I am deeply involved with the progress and development on the Great Plains Trail Alliance. I serve as a member of the board of directors and enjoy applying some of my existing trail knowledge to situations. It’s been a really fun and worthy project to be a part of and watch evolve over the last three years. The alliance has seen some tremendous successes in recent years in advocacy, fundraising and development. In 2018, the first official segment of the Great Plains Trail was opened with a ribbon-cutting event at Toadstool Park in the Oglala National Grassland in northwest Nebraska. Earlier that year, we had a guided hike with new partner organizations on a future segment of the trail in the Nebraska National Forest. The word continues to spread, with myself and other members of the board giving presentations to communities near the trail and at outdoors conferences.

Listening

While not related to hiking or traveling, I enjoy my weekly dose of the “Rooster Teeth” podcast. Though it is simple and involves nothing but four people sitting on a sofa chatting about anything and everything, it is immensely entertaining.

Doing

I am (really always) in travel and planning mode. I’m currently finalizing the plans for my upcoming journey on Route 66. The storied route is about 2,400 miles from Chicago to Santa Monica and considered the “mother road” of America. With its delisting in 1985 and some portions of the original route not replaced by interstates, some of the iconic places found alongside it are in danger of being lost.

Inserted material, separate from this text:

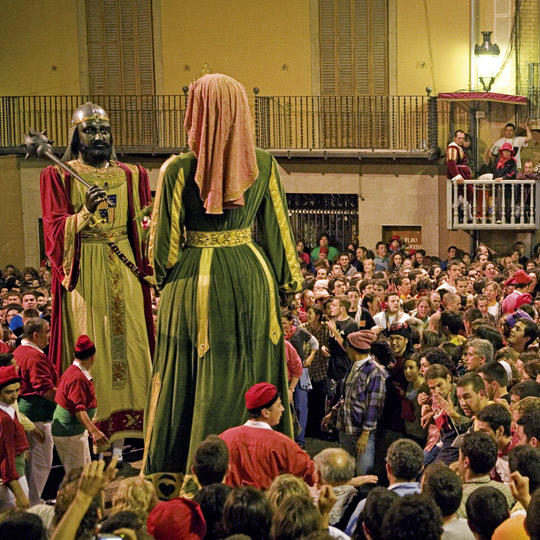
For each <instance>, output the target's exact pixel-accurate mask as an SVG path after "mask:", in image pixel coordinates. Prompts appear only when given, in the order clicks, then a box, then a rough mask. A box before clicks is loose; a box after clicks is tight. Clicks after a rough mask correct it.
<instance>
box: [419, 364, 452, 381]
mask: <svg viewBox="0 0 540 540" xmlns="http://www.w3.org/2000/svg"><path fill="white" fill-rule="evenodd" d="M448 376H450V378H452V374H451V373H450V370H449V369H448V368H447V367H446V366H443V365H442V364H433V365H431V366H429V367H428V369H427V371H426V375H425V378H426V381H432V380H433V379H444V380H447V379H448Z"/></svg>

This May I’ll be taking a three-week road trip to fully experience America’s “main street” while I still can, including visits to many of the national park sites close to the route. Additionally, I have some thru-hikes in my future, and I’ve been picking away at planning logistics and timing for those adventures. I hope to complete the Pacific Northwest Trail (1,200 miles from the Continental Divide to the Pacific Ocean) in 2020.